Abstract
The application of Large Language Models (LLMs) in academic research faces unique challenges of privacy and workflow integration. This paper introduces TAUCHI-GPT, a novel, open-source AI assistant whose evolution informs our analysis. We detail its two versions: a cloud-based V1 using GPT-4 and reflection cycles, and a local, privacy-preserving V2 with RAG architecture. Based on empirical findings from two user studies, we present a critical Human-System Integration (HSI) analysis of the security vulnerabilities and alignment challenges inherent in local LLM deployments.

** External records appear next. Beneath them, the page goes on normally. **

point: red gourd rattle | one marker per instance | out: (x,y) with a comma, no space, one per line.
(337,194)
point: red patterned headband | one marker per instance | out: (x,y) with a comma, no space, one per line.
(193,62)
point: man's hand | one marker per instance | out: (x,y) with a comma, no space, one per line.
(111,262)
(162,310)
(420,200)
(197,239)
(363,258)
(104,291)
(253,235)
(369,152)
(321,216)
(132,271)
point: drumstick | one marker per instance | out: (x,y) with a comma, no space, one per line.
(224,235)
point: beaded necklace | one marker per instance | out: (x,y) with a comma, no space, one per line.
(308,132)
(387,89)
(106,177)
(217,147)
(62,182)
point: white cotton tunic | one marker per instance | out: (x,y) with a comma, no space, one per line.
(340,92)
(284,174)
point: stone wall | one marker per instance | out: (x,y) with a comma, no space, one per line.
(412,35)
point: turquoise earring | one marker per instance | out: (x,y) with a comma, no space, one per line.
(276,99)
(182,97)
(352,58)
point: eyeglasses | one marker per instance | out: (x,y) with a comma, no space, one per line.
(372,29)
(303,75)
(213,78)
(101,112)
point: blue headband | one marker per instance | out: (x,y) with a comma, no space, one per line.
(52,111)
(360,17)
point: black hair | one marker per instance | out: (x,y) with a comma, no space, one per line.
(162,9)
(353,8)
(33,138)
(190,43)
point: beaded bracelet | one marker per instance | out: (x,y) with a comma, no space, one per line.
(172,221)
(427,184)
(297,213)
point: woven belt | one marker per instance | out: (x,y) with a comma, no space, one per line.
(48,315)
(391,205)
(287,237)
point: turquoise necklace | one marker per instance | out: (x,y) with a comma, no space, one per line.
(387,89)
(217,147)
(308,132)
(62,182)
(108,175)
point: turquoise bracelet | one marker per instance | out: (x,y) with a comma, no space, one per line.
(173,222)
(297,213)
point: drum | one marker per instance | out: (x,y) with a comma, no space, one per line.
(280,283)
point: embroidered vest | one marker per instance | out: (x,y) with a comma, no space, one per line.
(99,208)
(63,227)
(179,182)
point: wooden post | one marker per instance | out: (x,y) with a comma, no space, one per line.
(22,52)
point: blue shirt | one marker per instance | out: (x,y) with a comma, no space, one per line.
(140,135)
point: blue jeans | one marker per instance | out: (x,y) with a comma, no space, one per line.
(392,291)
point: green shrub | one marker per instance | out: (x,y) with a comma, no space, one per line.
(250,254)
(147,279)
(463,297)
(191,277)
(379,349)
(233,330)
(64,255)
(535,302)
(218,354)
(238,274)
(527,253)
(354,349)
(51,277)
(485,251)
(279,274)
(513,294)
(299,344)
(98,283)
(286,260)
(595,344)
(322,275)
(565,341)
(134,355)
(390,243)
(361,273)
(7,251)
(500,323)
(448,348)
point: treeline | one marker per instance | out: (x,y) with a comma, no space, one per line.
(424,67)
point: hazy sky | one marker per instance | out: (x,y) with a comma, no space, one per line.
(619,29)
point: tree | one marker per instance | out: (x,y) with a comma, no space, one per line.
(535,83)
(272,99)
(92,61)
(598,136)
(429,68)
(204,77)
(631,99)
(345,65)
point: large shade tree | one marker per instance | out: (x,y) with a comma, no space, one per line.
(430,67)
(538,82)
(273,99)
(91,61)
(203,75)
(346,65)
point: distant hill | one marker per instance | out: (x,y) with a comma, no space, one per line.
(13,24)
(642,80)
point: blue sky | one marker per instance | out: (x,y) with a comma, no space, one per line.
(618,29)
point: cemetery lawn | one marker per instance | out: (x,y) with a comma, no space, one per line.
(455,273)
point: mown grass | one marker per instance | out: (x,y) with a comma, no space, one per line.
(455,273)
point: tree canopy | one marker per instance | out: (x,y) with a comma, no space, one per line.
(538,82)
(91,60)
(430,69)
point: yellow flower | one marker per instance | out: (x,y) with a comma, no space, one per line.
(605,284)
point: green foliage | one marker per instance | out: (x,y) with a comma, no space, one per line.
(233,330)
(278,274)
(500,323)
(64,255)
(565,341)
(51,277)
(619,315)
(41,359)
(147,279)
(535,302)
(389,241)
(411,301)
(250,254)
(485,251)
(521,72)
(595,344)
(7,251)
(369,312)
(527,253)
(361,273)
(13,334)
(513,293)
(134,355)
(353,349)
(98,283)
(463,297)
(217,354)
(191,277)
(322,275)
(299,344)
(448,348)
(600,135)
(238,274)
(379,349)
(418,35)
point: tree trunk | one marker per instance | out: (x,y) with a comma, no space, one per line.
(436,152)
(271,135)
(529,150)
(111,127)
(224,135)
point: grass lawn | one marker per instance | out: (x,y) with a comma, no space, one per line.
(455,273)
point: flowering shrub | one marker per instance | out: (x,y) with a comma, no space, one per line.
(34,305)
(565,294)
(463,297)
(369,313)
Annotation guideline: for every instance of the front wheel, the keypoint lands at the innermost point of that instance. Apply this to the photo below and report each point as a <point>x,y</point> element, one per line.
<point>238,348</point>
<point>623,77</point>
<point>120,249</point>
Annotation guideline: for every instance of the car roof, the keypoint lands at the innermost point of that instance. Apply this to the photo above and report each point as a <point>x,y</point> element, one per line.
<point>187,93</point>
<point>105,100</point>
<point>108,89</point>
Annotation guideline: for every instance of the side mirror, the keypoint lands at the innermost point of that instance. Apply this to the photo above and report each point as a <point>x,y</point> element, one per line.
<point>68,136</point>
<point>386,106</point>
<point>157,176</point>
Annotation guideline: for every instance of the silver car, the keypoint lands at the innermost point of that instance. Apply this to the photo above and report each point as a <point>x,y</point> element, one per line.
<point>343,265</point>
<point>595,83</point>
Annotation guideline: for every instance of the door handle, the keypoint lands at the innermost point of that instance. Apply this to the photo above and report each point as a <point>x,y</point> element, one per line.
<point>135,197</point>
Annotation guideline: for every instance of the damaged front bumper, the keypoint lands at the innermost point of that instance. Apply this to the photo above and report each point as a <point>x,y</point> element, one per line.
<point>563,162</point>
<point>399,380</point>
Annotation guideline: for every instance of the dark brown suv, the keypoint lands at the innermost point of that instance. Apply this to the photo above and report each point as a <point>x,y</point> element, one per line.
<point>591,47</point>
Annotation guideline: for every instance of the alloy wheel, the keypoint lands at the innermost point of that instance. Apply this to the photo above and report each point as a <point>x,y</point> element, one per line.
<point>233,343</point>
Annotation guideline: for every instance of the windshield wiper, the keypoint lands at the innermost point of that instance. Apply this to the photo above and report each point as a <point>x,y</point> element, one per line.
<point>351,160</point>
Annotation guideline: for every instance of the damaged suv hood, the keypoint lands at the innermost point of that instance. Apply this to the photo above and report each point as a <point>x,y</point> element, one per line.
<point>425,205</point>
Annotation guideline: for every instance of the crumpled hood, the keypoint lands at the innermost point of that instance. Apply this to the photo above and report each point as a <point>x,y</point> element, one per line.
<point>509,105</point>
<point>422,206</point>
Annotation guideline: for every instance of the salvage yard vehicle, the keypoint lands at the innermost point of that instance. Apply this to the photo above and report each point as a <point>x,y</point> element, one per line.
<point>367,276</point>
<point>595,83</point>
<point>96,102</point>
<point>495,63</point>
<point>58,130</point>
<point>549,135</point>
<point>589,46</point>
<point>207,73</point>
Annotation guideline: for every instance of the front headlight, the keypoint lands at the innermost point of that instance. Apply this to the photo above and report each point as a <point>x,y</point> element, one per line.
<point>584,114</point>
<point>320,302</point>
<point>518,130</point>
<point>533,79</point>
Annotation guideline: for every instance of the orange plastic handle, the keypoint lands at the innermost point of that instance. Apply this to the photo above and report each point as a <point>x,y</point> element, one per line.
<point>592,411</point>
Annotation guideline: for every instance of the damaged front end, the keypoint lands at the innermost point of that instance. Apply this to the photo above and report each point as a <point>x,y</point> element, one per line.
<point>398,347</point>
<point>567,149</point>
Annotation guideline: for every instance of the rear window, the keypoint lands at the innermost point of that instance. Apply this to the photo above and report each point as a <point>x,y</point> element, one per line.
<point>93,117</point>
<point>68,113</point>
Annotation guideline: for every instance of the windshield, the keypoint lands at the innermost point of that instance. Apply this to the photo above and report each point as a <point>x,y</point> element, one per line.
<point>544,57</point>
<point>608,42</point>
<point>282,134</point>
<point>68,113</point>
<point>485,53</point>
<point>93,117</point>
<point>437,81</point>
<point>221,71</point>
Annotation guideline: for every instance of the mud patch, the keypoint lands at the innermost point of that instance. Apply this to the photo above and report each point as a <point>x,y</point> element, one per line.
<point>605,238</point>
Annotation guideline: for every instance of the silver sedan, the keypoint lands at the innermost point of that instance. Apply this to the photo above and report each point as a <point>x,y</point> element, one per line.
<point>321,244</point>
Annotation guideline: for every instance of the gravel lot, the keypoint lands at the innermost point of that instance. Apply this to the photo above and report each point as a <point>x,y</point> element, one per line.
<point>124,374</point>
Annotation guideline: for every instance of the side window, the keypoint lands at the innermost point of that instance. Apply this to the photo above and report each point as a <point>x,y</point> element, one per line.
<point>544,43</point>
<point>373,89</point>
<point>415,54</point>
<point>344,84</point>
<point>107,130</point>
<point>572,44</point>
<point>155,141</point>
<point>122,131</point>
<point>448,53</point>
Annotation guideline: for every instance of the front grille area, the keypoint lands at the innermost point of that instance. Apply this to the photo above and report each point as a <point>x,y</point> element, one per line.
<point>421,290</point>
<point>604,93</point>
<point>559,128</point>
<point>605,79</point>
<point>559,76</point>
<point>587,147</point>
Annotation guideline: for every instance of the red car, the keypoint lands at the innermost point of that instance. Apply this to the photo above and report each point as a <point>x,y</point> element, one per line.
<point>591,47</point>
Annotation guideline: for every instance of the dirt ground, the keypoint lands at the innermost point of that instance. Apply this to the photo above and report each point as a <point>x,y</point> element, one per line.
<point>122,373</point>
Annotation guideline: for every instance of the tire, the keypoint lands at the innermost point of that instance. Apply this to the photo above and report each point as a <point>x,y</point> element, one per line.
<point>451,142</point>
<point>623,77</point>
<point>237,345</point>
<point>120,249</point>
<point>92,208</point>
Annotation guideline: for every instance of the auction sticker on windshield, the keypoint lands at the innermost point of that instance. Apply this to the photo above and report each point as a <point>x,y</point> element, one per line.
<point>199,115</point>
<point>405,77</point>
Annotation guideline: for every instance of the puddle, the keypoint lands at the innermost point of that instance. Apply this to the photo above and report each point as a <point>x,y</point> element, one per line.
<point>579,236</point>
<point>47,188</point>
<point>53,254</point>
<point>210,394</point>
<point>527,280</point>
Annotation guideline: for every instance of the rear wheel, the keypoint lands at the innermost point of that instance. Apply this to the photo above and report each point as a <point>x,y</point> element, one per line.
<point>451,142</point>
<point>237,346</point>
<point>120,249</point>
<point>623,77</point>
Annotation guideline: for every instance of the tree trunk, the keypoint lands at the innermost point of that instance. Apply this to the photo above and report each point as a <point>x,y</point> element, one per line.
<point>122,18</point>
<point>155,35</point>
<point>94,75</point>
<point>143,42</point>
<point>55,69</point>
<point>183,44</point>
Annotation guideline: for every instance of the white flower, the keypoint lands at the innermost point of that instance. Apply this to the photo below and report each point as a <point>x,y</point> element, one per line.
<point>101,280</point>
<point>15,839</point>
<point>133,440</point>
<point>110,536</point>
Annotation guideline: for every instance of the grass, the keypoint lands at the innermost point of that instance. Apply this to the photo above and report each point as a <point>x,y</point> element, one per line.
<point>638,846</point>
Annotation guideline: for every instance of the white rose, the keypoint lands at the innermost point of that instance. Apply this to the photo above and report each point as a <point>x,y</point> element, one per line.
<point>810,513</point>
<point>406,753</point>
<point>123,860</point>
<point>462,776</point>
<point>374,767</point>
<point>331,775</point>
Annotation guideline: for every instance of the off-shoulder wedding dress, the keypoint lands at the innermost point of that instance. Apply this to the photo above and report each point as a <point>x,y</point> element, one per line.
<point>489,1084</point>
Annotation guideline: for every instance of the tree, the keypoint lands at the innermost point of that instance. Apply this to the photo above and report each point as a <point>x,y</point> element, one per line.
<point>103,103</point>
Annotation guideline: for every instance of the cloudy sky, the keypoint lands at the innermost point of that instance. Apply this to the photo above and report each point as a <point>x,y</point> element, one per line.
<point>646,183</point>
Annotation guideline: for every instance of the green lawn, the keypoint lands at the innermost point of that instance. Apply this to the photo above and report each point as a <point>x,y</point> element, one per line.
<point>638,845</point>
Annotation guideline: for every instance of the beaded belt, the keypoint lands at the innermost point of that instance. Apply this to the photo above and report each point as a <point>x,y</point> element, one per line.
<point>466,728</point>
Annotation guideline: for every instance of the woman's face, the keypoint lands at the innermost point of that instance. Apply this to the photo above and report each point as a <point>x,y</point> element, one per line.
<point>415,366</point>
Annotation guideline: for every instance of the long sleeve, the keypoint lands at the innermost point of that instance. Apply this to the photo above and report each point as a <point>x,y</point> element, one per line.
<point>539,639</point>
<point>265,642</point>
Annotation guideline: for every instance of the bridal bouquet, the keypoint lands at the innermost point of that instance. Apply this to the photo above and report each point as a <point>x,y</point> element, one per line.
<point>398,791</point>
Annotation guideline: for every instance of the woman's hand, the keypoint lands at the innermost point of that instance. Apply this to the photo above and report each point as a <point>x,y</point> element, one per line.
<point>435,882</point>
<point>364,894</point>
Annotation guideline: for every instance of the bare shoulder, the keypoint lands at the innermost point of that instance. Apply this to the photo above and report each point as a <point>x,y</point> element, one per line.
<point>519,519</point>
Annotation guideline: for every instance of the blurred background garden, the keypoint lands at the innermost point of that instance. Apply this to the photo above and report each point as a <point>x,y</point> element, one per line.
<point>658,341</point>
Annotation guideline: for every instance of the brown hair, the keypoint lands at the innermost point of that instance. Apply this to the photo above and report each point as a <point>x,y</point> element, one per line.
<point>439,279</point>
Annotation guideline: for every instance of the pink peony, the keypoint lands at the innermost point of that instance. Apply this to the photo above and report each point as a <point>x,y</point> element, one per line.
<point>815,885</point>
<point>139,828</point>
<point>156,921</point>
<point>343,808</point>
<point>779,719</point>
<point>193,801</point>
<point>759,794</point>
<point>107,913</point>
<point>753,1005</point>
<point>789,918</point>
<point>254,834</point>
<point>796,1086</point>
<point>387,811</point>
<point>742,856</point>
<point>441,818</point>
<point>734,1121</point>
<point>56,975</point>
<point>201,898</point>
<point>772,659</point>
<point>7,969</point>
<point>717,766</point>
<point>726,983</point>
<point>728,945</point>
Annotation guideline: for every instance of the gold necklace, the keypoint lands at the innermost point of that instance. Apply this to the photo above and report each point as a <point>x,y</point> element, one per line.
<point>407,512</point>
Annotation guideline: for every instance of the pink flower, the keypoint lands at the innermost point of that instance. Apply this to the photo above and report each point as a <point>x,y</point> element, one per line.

We examine how recent development trends—such as model distillation and reward-model learning—and the complexities of internal model mechanisms exacerbate risks like prompt injection, RAG data failures, and unfaithful explanations that impact user trust. Drawing from HCI principles and mechanistic interpretability insights, we propose and discuss a multi-layered mitigation strategy. This work contributes significantly to HSI and AI by presenting an evaluated system, a rigorous analysis of local deployment risks from a sociotechnical perspective, and actionable, stakeholder-specific guidelines for the secure and responsible utilization of LLMs in academia.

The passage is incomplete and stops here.